En Járkov, el Servicio de Seguridad de Ucrania y la Policía Nacional detuvieron a una pareja que se dedicaba al espionaje para Rusia y al tráfico ilegal de drogas. El hombre y la mujer recopilaban información sobre la ubicación de militares ucranianos y empleados del SBU y la compartían con sus contactos rusos.
El espionaje se llevó a cabo bajo la apariencia de paseos cotidianos. La pareja eligió lugares estratégicos, como puestos de mando de reserva de las Fuerzas Armadas de Ucrania y residencias de empleados del SBU, fotografiándolos y registrando su geolocalización. Los ocupantes, a su vez, les prometieron una recompensa por la información recopilada, lo que motivó su traición.
Además del espionaje, la mujer se dedicaba al narcotráfico. Dejaba marcadores con metadona por la ciudad, lo que también se convirtió en parte de su actividad delictiva. Los detenidos fueron encontrados en un apartamento alquilado, donde organizaron una conspiración. Durante el registro, las fuerzas del orden incautaron teléfonos móviles con pruebas de su actividad delictiva.

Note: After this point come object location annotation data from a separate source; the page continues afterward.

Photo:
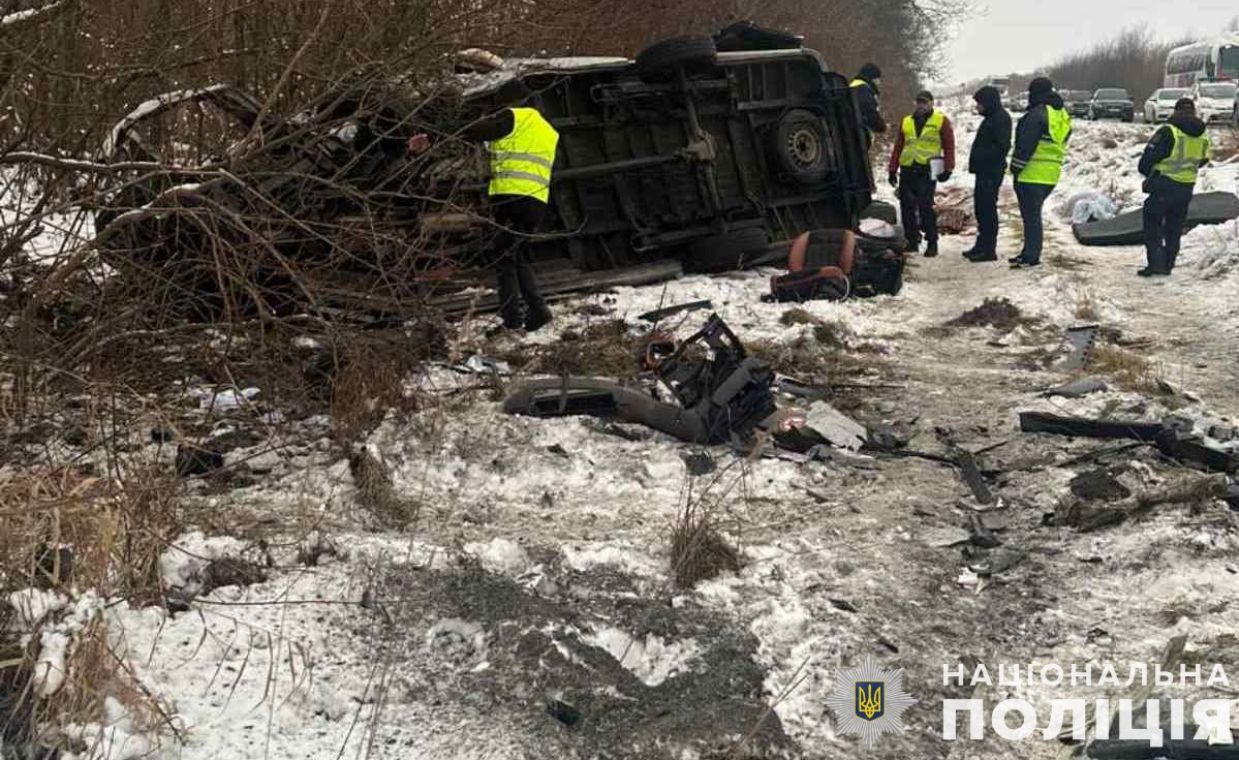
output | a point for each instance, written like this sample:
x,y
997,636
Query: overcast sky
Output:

Los sospechosos fueron acusados en virtud de varios artículos del Código Penal de Ucrania:
- Parte 3 del artículo 114-2: transmitir información sobre la ubicación del personal militar ucraniano al enemigo (castigo de hasta 12 años de prisión);
- Parte 2 del artículo 307 – tráfico ilegal de drogas (pena de hasta 10 años de prisión);
- Parte 1 del artículo 309: posesión de estupefacientes sin fines de venta (pena de hasta 5 años de prisión).
El tribunal les impuso una medida preventiva de prisión sin fianza. Los acusados se enfrentan a hasta 12 años de prisión por espionaje y tráfico de drogas.